As a consequence, the character screen position (offset) in pure Bidi or mixed Bidi/None-Bidi text lines
should be calculated basing on character screen position rather then buffer one.

The following implementation details are important for understanding how this PR deals with aforementioned problems.

  1. Statefull 'bidihandler' class is introduced to concentrate all Bidi related activities.
    It depends on lightweight Bidi engine implemented by library class 'bidiutil'.

  2. 'bidihandler' class stores information related to text line under processing, this info
    consists of so named 'bidiMap' that contains Bidi levels and Visual<->Logical map (see above for terms definition).
    Above mentioned information is updated when caret is moved to another text line.

  3. In order to cope with the problem of calculating correct horizontal offsets of displayed characters
    'bidihandler' class stores width of Bidi characters alongside with widths for None Bidi characters, end-of-lines etc.
    In cases when 'Monaco' font doesn't furnish monospaced glyphs for Bidi characters, this font gets dynamically
    replaced by "Courier' font on per line basis (for lines containing Bidi characters)

  4. Special methods of 'bidihandler' class, like 'getPosLeft', 'offsetToCol', 'getSelections' ensure correct caret display,
    calculation of mouse click position and text (single or multiple) selection.

This solution has been tested on IE, FF, Chrome/Opera, Safary.

The test cases will be added to this PR after current approach is approved and code implementation is finalized.

@tomerm tomerm mentioned this pull request Nov 8, 2016
@tomerm
Copy link

tomerm commented Nov 8, 2016

@ebraminio the fix for issues reported in #1429 was submitted in this PR. Do you know who should review it ? I just wonder if we need to attract anybody's attention to it.

@ebraminio
Copy link

ebraminio commented Nov 8, 2016

I am not familiar with Ace project maintainers but this looks good, even the fact I was not in favor of adding a bidi algorithm but if this in not avoidable, perhaps ace should go for it.
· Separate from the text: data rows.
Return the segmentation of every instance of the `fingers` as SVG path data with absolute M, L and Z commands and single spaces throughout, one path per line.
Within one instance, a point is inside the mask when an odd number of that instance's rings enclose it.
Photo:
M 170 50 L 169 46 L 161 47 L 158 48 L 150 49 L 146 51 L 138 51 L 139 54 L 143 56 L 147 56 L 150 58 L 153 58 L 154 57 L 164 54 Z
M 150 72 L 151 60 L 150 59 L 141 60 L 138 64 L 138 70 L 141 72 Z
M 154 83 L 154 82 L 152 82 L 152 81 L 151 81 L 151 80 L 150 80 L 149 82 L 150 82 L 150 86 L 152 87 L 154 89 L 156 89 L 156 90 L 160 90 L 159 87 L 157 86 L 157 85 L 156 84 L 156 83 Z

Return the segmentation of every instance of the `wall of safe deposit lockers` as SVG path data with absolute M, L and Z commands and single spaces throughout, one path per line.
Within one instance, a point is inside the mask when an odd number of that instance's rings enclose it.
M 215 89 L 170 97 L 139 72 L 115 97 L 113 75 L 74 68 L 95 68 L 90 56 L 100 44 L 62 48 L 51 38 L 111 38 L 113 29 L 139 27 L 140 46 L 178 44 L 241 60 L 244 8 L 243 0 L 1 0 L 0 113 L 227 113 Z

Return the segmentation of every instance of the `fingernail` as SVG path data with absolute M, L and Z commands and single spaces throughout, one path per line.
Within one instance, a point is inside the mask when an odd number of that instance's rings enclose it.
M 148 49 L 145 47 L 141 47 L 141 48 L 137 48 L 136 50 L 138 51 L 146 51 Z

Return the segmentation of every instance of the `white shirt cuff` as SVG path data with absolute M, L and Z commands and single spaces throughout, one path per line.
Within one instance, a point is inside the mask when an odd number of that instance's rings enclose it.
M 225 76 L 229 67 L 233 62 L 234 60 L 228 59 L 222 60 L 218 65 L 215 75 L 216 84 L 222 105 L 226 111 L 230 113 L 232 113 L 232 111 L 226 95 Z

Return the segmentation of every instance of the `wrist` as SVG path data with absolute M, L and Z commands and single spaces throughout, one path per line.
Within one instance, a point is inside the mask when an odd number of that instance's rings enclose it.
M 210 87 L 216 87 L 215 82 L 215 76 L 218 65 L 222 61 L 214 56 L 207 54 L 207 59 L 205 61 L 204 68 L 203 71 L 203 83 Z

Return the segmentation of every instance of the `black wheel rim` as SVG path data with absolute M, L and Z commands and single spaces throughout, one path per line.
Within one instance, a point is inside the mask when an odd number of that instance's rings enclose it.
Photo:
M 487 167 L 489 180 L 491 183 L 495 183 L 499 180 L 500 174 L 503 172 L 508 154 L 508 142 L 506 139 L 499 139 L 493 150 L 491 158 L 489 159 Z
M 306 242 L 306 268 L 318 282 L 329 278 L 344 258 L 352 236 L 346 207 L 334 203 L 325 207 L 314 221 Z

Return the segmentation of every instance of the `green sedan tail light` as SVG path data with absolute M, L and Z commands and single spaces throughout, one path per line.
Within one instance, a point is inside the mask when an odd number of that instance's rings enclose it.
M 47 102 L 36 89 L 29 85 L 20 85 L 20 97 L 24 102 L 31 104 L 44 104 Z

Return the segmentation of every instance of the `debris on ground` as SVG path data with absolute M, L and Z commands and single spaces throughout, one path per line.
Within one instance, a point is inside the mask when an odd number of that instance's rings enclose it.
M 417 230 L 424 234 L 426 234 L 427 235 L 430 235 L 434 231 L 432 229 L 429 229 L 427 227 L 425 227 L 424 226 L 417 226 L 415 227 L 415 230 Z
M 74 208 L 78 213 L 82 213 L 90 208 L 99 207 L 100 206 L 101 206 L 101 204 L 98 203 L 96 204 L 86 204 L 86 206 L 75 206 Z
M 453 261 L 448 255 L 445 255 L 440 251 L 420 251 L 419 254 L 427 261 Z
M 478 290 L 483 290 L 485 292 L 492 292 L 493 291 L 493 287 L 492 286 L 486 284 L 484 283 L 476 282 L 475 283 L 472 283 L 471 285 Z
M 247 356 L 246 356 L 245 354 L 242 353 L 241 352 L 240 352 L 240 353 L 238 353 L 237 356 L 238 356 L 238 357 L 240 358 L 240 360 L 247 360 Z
Also, I just spotted a minor issue on reverting functionality (double click a RTL word, remove it then press Ctrl+Z, highlighting area is misplaced) which IMO, this totally can go without it; so functionally, this LGTM.

BTW, "Pharsi" is misspelling of "Farsi" but even better you can use "Persian" to refer to the language.

Thanks for this great effort, I like to see this ASAP on websites using Ace.

@tomerm
Copy link

tomerm commented Nov 8, 2016

@ebraminio thanks a lot for the feedback. This patch is far from being perfect / final. It is basically a prototype which illustrate basic approach to solution (and make essential features to work - cursor movement, typing etc.). Once we finalize the approach we will obviously polish the implementation to make sure all use cases are covered.

@tomerm
Copy link

tomerm commented Nov 8, 2016

@nightwing it looks like you were involved in discussion and review of this issue from the very beginning. Would you please have a look at proposed solution and share your comments ? Many thanks in advance.

@ashensis
Copy link
Contributor Author

ashensis commented Nov 8, 2016

@ebraminio Thank you for your comments.
Regarding your remark about Ctrl+Z causing misplaced selection, I tried to reproduce this scenario with no success. Could you please specify the exact word you are selecting/deleting and what kind of browser & OS have been used?

@ebraminio
Copy link

ebraminio commented Nov 8, 2016

I am getting the issue consistently across different browsers but I hope this would help to repro there, let me know if not:

  1. Open kitchen-sink.html, default setting
  2. Put "متن متن متن متن" on it
  3. Select second word, delete it with backspace
  4. Ctrl+Z (Undo)
  5. Ctrl+A (Select all)
    image

Anyway, I think this has less importance for being a merge blocker. Thanks

@ashensis
Copy link
Contributor Author

ashensis commented Nov 9, 2016

Thank you very much for cooperation @ebraminio.
I already found the problem, now got it fixed.

@rocketinventor
Copy link

@ashensis Thanks so much for the detailed write up. It was very informative.

@nightwing
Copy link
Member

Sorry for not finding time to review this earlier.
The changes here look fairly good, but there are still some issues that should be fixed to get this into mergeable state.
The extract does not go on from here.